Reviews

Dave
We're All Alone In This Together

(Neighbourhood)

8/10

Dave is back, with a follow-up to his Mercury-winning debut album (2019’s Psychodrama), the epic We’re All Alone in This Together. If his highly acclaimed debut was notable for its political energy and the serious, socially-conscious tone, WAAITT extends the project, offering a more obliquely political version of that signature social commentary that is more tonally eclectic than its predecessor while still packing lyrical punches.

Having sat with the album for a few days, I’ve found ‘Three Rivers’ the cleverest and most affecting (by which I mean it’s my most-played) track. Here he connects the Windrush scandal (“They’re deporting our people and it makes me sick / Because they were broken by the country they came to fix”) to the global political chaos caused by imperialist governance and corrupt leadership, both now and historically. ‘Three Rivers’ also has sonic resonances with that old Immortal Technique track ‘Dance with the Devil’, using a similar instrumental sample – this surely can’t be coincidental, as the themes of corruption and oppression from a system you once found liberating surely run through both songs. I also love the reflections on the way the past shapes your experience of the present in the title track ‘We’re All Alone’ – Dave reflects here on success and the role of family and community in shaping who we become (“What’s the point of being rich / When your family ain’t?’ he asks).

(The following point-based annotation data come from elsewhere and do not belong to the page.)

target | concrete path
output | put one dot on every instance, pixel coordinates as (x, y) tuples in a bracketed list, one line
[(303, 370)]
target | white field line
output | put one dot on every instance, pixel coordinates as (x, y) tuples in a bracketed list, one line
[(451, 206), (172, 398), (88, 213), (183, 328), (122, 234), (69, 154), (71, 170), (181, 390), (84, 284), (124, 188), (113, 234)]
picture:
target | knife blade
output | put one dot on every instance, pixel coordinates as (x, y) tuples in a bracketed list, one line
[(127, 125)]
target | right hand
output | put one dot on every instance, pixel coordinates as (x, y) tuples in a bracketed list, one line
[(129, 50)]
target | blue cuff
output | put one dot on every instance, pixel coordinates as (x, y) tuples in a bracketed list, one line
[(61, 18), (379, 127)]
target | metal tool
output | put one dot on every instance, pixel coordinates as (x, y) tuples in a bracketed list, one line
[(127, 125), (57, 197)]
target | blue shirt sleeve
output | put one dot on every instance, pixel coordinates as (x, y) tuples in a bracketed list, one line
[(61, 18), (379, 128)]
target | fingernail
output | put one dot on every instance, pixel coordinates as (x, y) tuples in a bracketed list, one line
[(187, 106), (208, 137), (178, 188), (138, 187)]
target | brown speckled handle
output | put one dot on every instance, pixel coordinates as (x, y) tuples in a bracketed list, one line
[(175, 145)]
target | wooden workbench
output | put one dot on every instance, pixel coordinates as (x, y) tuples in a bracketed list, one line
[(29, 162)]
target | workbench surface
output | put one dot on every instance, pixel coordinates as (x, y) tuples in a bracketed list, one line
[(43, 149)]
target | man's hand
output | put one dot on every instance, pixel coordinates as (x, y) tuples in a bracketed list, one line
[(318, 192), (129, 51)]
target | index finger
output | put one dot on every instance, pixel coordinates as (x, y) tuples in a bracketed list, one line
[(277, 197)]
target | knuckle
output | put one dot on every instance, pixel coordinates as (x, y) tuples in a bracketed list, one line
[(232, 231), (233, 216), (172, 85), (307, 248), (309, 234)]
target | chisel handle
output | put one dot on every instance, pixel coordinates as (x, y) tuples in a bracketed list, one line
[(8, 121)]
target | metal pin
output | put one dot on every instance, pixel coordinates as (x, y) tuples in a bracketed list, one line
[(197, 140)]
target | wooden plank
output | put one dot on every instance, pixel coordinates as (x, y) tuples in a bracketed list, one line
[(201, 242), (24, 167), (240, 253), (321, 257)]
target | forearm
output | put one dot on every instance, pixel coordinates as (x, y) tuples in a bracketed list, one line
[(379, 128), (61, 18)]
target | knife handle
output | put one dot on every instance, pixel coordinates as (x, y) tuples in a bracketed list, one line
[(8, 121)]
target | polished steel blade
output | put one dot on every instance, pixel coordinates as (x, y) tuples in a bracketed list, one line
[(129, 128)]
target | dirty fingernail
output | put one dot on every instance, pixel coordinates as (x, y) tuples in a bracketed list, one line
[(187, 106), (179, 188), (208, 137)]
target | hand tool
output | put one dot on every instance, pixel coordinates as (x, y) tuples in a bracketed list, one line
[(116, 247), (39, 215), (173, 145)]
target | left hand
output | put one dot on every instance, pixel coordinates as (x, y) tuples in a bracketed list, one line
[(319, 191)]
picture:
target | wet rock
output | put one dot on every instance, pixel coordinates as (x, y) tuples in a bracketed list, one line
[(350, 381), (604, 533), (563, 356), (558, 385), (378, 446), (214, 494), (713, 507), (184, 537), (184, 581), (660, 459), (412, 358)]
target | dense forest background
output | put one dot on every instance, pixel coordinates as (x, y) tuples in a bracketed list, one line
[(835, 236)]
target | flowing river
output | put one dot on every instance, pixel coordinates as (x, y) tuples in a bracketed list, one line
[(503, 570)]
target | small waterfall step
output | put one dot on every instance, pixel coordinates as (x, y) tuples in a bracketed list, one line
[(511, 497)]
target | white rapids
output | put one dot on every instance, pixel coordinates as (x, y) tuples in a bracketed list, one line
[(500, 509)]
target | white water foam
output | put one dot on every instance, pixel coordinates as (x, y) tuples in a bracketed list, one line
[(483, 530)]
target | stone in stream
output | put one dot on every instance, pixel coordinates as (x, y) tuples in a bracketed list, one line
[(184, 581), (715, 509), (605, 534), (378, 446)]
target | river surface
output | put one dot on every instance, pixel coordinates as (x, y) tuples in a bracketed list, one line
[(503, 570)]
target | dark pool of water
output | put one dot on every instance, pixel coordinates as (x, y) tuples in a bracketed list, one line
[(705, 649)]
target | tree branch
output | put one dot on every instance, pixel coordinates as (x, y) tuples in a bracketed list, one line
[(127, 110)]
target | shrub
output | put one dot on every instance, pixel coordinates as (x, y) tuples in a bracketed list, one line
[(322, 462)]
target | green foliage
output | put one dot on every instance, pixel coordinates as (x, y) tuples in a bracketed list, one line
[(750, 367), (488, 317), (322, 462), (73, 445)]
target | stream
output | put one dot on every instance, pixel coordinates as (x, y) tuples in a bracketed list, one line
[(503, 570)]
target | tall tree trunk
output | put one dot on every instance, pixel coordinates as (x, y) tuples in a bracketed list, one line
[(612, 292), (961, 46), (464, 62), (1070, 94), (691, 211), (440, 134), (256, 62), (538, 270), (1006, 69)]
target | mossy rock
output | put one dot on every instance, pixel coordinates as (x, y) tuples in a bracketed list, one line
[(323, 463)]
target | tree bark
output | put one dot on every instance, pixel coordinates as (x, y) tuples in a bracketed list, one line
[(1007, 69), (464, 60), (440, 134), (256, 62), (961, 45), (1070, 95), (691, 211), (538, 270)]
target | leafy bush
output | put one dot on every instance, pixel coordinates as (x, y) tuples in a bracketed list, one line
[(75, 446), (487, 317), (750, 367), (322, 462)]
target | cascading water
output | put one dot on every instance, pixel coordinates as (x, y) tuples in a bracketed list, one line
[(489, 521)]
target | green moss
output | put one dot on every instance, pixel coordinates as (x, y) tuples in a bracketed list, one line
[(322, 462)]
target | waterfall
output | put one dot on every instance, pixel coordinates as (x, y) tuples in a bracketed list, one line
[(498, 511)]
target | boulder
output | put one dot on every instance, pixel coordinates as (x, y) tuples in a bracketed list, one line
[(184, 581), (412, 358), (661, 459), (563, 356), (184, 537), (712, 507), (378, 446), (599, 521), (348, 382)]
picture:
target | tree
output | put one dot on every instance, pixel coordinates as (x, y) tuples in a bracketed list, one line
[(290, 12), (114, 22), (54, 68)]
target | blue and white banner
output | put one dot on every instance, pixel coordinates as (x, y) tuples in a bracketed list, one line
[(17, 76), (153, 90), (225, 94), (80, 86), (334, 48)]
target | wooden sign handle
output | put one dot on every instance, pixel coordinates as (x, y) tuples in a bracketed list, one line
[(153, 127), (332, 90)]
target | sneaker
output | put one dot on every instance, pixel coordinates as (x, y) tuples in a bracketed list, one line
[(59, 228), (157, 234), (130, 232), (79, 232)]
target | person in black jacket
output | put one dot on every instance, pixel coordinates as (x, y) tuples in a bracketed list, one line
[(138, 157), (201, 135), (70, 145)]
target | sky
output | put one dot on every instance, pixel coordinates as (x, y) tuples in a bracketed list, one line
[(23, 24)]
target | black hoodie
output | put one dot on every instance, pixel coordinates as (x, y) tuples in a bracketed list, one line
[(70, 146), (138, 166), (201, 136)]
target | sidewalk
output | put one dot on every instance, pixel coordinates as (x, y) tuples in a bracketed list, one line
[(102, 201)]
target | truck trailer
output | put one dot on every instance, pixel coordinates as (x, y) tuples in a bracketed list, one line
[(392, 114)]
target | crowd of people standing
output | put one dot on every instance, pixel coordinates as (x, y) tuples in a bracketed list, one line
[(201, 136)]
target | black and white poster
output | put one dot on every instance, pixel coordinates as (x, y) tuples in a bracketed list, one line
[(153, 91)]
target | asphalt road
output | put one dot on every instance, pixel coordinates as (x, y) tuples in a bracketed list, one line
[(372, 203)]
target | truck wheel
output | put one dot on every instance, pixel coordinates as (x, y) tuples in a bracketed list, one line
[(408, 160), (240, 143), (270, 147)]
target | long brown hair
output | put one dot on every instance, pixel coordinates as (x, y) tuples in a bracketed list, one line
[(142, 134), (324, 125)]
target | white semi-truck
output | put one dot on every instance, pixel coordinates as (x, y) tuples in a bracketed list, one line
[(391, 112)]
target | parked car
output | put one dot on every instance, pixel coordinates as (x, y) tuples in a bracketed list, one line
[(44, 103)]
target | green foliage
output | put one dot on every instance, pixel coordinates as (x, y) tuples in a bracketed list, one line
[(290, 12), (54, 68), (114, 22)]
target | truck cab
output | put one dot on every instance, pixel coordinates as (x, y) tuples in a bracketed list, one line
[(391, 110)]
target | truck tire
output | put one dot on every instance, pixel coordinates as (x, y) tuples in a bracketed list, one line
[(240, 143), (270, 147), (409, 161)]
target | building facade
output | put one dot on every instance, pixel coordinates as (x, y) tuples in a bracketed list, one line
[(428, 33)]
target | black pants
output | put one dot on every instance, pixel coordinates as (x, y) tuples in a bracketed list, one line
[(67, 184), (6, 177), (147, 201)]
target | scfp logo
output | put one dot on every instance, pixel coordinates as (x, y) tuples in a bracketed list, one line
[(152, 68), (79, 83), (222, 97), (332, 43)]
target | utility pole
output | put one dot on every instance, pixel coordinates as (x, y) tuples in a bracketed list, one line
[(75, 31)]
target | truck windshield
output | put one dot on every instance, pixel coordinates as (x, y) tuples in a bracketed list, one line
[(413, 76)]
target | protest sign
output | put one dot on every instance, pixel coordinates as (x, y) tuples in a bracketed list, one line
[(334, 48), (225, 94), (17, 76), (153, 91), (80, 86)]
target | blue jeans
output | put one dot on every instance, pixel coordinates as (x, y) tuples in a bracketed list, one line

My final top track is ‘Both Sides of a Smile’, a moody romantic Romeo and Juliet inspired epic written with James Blunt.

Dave is, of course, now well established as a more-or-less household name (at least, if my family is anything to go by – by 1pm on the day of this album release I had already been sent five text messages by my siblings over Whatsapp with favourite track picks, including a video of my brother and six-month old nephew dancing along to the bouncy, dextrous ‘System’), this album secures his status as the voice of a generation of young Londoners, putting the personal into the political and making sense of the current social chaos with his signature wit.